我胸膛叫囂的恨意在瞬間被熄滅,反問他:「公子的意思是,讓我放過棋子?」


 


他意味深長地看著我:「執棋之人才最可恨,而棋子是有苦衷的。」


 


我並未回他話,待他走後,把玩著匕首。


 


柳應溪既和四皇子扯上關系,那麼他所謀劃的一定是皇位,

公主反常的表現說明他倆早就上了同一條船,而不是被弟弟所挑撥的。


 


公主是有苦衷的。


 


我琢磨著這句話,想起我九歲那年,阿娘出門被人調戲,是路過的公主派人將她救下,並護送回家。


 


那時的公主還未和親,是京中人人稱贊的好姑娘。


 


所以她變成這樣,是因為皇上。


 


所以有苦衷就可以讓三十條人命化作花肥。


 


我冷笑著,將棋子丟入炭盆中。


 


13


 


公主被關,仿佛是個信號。


 


大批官員聯名上奏,百姓們怨聲載道,對皇上多有不滿,從前也有過這般情況。


 


年前,蜀中大雪,五萬百姓流離失所,消息報回京城,皇上仍忙著建造摘星閣。


 


可見,他並不是個好皇帝,那些被打壓下去的不滿,經公主這事一刺激,

徹底失控。


 


籠罩在京都的風言風語越來越多,我隱約嗅到風雨來臨前的血腥味。


 


無數奏折像雪花一樣飄進勤政殿。


 


皇上其實很疼愛公主,隻是在連續三次地忍耐下,悲憤的情緒上頭,難免失了理智。


 


他連夜出宮,將公主大罵一頓,兩人爭吵的聲音傳遍整座公主府。


 


公主舊事重提:「是我當年……」


 


那一瞬間,八寶爐燃著的香氣像存放許久的屍體味道,讓皇上覺得腥臭無比,尤其是眼前的公主。


 


他打翻香爐,如一頭暴躁的雄獅,扇了公主好幾巴掌。


 


公主吐出一口鮮血。


 


暈倒在地。


 


皇上愣住了,先是看向自己的手掌,而後看向窗外,春雷滾滾,庭院中的牡丹花提前開了幾朵,混在雨中,

豔紅如血。


 


片刻後,皇上派出一半的侍衛去召集太醫,他有些後悔又有些惱怒,閉上眼睛不願面對:「來人,扶公主上床。
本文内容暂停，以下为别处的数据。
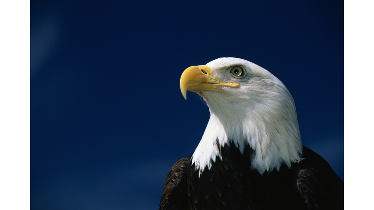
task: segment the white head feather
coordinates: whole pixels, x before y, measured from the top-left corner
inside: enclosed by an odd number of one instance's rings
[[[221,58],[206,65],[211,76],[240,87],[225,87],[226,93],[202,92],[209,106],[210,119],[192,156],[196,169],[210,170],[217,157],[222,159],[217,147],[234,143],[242,154],[246,146],[255,151],[253,170],[262,174],[279,170],[283,163],[302,158],[302,145],[294,100],[284,85],[263,68],[245,60]],[[240,66],[245,71],[243,78],[232,76],[231,68]]]

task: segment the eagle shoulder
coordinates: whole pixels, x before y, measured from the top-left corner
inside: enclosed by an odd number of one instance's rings
[[[187,168],[189,161],[189,158],[183,158],[171,167],[164,186],[159,210],[187,209]]]

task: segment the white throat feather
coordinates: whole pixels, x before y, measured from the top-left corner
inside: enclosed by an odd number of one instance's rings
[[[206,167],[210,170],[217,158],[222,159],[217,144],[224,147],[229,143],[242,154],[250,146],[255,152],[250,159],[252,169],[262,175],[274,168],[279,170],[282,164],[290,167],[302,159],[302,149],[291,94],[275,76],[249,61],[223,58],[206,66],[216,70],[234,65],[244,67],[251,76],[240,88],[227,88],[226,93],[200,93],[209,106],[210,118],[192,164],[199,174]]]

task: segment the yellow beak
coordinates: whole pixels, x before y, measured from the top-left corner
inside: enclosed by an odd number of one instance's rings
[[[181,91],[185,99],[187,99],[187,90],[197,94],[204,90],[224,93],[223,87],[239,88],[238,83],[229,83],[210,76],[210,69],[205,65],[188,67],[182,74],[179,82]]]

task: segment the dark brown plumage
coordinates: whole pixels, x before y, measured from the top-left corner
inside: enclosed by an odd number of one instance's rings
[[[343,183],[329,164],[307,147],[291,168],[262,175],[250,169],[254,151],[242,155],[233,144],[221,148],[210,170],[200,178],[190,158],[174,164],[168,175],[160,210],[342,210]]]

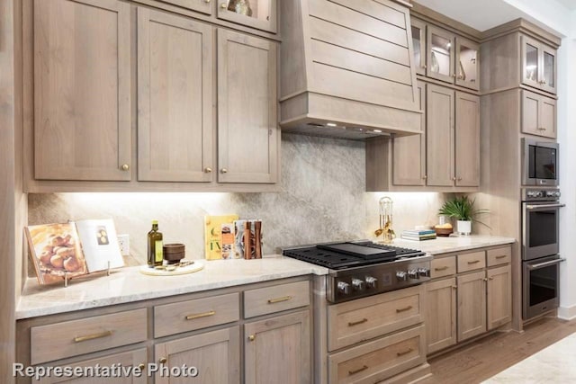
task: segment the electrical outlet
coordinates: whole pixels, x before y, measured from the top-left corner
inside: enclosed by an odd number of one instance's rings
[[[122,256],[130,256],[129,235],[118,235],[118,246],[120,246],[120,253]]]

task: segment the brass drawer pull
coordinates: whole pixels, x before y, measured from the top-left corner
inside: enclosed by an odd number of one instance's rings
[[[358,321],[350,321],[348,322],[348,326],[357,326],[358,324],[364,324],[365,322],[367,322],[368,319],[367,318],[363,318],[362,320],[358,320]]]
[[[354,375],[354,374],[361,372],[363,371],[366,371],[367,369],[368,369],[367,365],[363,365],[362,368],[358,368],[357,370],[348,371],[348,376]]]
[[[284,298],[270,299],[268,304],[280,303],[282,301],[292,300],[292,296],[284,296]]]
[[[412,349],[412,348],[409,348],[409,349],[407,349],[406,351],[403,351],[403,352],[397,352],[397,353],[396,353],[396,356],[400,357],[400,356],[403,356],[403,355],[405,355],[405,354],[410,353],[410,352],[412,352],[412,351],[414,351],[414,349]]]
[[[186,320],[194,320],[194,318],[200,318],[200,317],[208,317],[209,316],[214,316],[214,315],[216,315],[216,311],[211,310],[210,312],[198,313],[195,315],[188,315],[186,316]]]
[[[412,306],[408,306],[406,308],[396,309],[396,313],[406,312],[407,310],[410,310],[410,309],[412,309]]]
[[[88,340],[101,339],[103,337],[112,336],[112,331],[104,331],[99,334],[86,335],[86,336],[76,336],[74,338],[74,343],[82,343]]]

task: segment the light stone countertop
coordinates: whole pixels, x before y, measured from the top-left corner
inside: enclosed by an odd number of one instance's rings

」


 


我和鶯兒扮作侍女,低著頭進去。


 


背後,柳應溪迫人的視線緊緊跟隨著我。


 


今早,他怕我破壞計劃,提前將我鎖了起來。


 


柳應溪前腳剛走,後腳鶯兒就將我放出。


 


他並不知道,那三十個賬房先生中也有鶯兒的爹。


 


鶯兒是在六年前買入柳府的。


 


江南水涝,一家五口人隻剩她和爹相依為命。


 


父女倆一路乞討進京,最後餓倒在我家門口,是我爹好心收留了他們。


 


她爹在路上與流民搶食時,腿被打斷。鶯兒為了給父親湊治療腿疾的錢,背著所有人將自己賣入柳府。


 


她才十歲,

卻笑著說:「隻要湊夠贖身錢,還有機會回來的。」


 


她爹得知後,眼淚哭得幹幹的。窮人來不及悲傷,第二日他就跟著我爹開始學算賬,他為人勤懇,又頗有些天賦,別人不願出遠門的活計,他都接。


 


為了攢錢給女兒贖身,她爹接了去西北算賬的活計,比在京城能多賺三兩銀子。


 


ţüₑ窮人的苦一難接著一難。


 


今年好不容易攢夠了贖身錢,卻碰上了公主……


 


柳應溪說棋子尚有苦衷,勸我理解,可他不知在權貴與皇權對立的棋局中,有些人連棋子都夠不上。


 


我和鶯兒攙扶著公主往床邊走,燈籠被風吹得搖搖晃晃,電閃雷鳴,我摸上匕首,蓄勢待發。


 


「蘇雲青,你帶了刀是吧?」


 


公主的聲音很輕、很輕,

我以為自己聽錯了。


 


我低下頭,她顫著眼睫,衝我莞爾一笑:「給我刀。」


 


此時,離我十步遠的皇帝,藏匿在暗中的侍衛,跪在廊下的柳應溪,無一不在告訴我,走錯一步就是萬劫不復的結局。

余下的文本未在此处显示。